Sur les 3 470 Bruxellois privés de leurs allocations d’insertion depuis janvier 2015 à la suite des mesures fédérales, 1 386 ont introduit jusqu’ici une demande d’aide auprès d’un CPAS. Au total, 40 % des exclus du chômage se sont ainsi tournés vers un conseil de l’action sociale, a fait savoir la section CPAS de l’Association de la Ville et des Communes de la Région de Bruxelles-Capitale (AVCB). Et le nombre ne devrait pas cesser d’augmenter.

Le chiffre est inquiétant , à en croire le président de section Michel Colson (FDF) et Jean Spinette (PS) qui se trouve à la tête du CPAS saint-gillois. "On s’inquiète pour les 60 % restants qui sont dans la nature. Selon moi, seule une extrême minorité d’entre eux a retrouvé du travail. Il s’agit donc d’un appauvrissement net d’une partie de la population, et de la classe moyenne", indique Michel Colson. "Un jour ou l’autre, ils vont frapper à la porte des CPAS car ils ne pourront plus payer leur loyer, leur eau ou leur électricité. Ils viendront donc vers nos services de médiation de dettes. Et ces gens ne rentreront pourtant jamais dans les statistiques des exclusions !", insiste Jean Spinette, qui parle d’un "effet boomerang ".

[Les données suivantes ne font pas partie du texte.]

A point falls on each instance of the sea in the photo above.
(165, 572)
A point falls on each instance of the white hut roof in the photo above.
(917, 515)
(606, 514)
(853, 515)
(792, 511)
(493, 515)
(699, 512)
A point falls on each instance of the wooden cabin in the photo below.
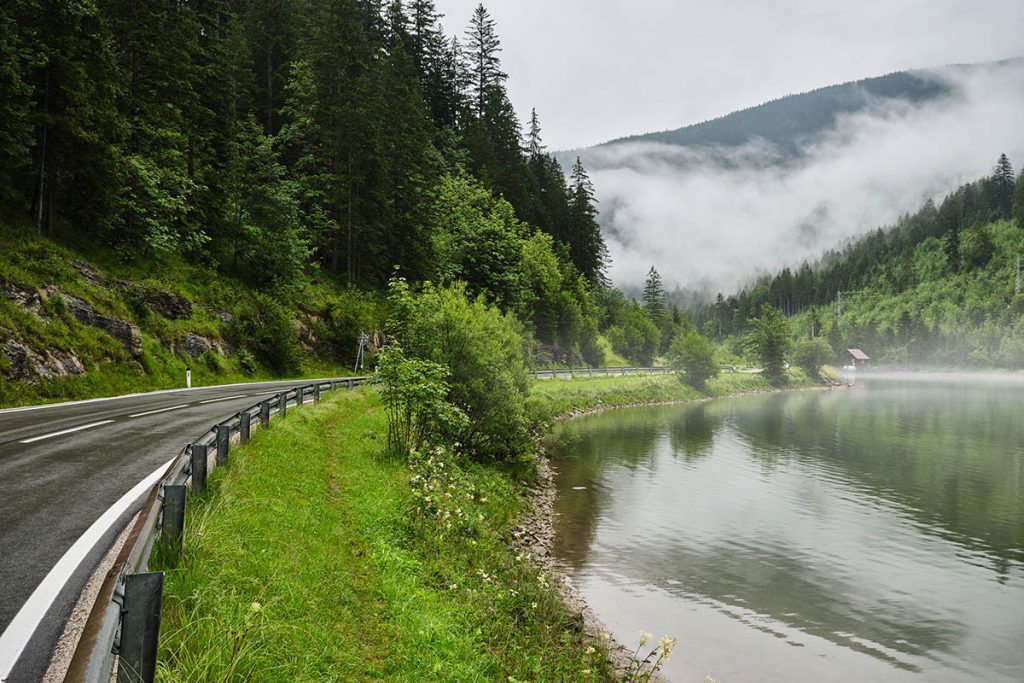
(856, 357)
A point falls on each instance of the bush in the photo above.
(693, 357)
(811, 354)
(415, 393)
(485, 353)
(264, 329)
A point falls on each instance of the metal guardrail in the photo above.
(570, 373)
(122, 628)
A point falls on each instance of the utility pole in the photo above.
(358, 355)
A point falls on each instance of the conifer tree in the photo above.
(653, 296)
(535, 146)
(583, 237)
(481, 61)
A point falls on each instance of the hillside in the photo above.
(791, 122)
(940, 288)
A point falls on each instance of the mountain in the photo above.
(791, 122)
(715, 204)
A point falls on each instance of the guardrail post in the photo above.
(245, 426)
(223, 443)
(199, 467)
(174, 522)
(140, 627)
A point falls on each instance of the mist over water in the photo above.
(872, 534)
(714, 218)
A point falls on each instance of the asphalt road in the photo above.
(62, 466)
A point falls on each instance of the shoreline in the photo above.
(535, 531)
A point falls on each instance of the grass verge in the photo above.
(314, 557)
(306, 560)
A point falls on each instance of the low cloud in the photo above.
(714, 218)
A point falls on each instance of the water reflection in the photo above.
(880, 530)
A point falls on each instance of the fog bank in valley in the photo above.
(712, 218)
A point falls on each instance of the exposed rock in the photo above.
(197, 345)
(126, 333)
(24, 298)
(169, 305)
(27, 365)
(89, 273)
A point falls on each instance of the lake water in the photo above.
(875, 534)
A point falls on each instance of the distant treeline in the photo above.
(272, 139)
(940, 286)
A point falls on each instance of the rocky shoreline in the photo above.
(536, 531)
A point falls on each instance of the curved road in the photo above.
(62, 466)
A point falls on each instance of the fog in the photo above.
(712, 219)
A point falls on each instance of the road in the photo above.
(62, 466)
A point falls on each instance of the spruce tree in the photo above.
(653, 296)
(535, 146)
(481, 61)
(583, 237)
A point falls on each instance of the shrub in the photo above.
(693, 357)
(811, 354)
(485, 352)
(264, 329)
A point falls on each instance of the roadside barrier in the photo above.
(123, 628)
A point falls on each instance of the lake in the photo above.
(873, 534)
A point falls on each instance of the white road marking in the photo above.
(163, 410)
(291, 383)
(66, 431)
(17, 634)
(217, 400)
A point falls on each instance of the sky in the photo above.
(599, 70)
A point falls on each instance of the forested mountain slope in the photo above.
(272, 162)
(941, 287)
(788, 123)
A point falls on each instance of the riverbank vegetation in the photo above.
(321, 553)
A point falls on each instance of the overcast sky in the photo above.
(597, 70)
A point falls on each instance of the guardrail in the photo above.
(122, 630)
(569, 373)
(123, 627)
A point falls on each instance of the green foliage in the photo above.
(635, 336)
(415, 395)
(693, 357)
(769, 340)
(484, 351)
(477, 240)
(264, 328)
(812, 353)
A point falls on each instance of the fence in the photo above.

Ce s 2 331 personnes n’ayant pas encore introduit une demande d’aide auprès d’un CPAS représenteraient donc une petite bombe à retardement pour les finances des 19 communes bruxelloises. Car si le fédéral a promis un soutien financier aux CPAS, 20 à 40 % des coûts restent supportés par les seules entités.

Grâce à un important travail de collecte d’informations mené par les services des 19 CPAS, un document permet désormais d’esquisser, chiffres à l’appui, le profil précis des exclus du chômage. "Ont introduit une demande d’aide auprès d’un CPAS : 54 % des chefs de ménage sanctionnés, 63 % des isolés et à peine 16 % des cohabitants sanctionnés", indique notamment le rapport. "Il y a très peu de cohabitants qui ont demandé de l’aide car il suffit que leur conjoint gagne une certaine somme pour ne plus pouvoir entrer en ligne de compte", analyse Michel Colson. "Cela représente pourtant un perte sèche pour ces ménages !", ajoute-t-il.

Les 19 CPAS bruxellois continuent de reprocher au gouvernement fédéral de se décharger, au moyen de ces exclusions, de ses responsabilités aux dépens des communes de la capitale. "C’est un glissement de la sécurité sociale. Ces chiffres confirment la tendance déjà observée après trois mois", indique Jean Spinette.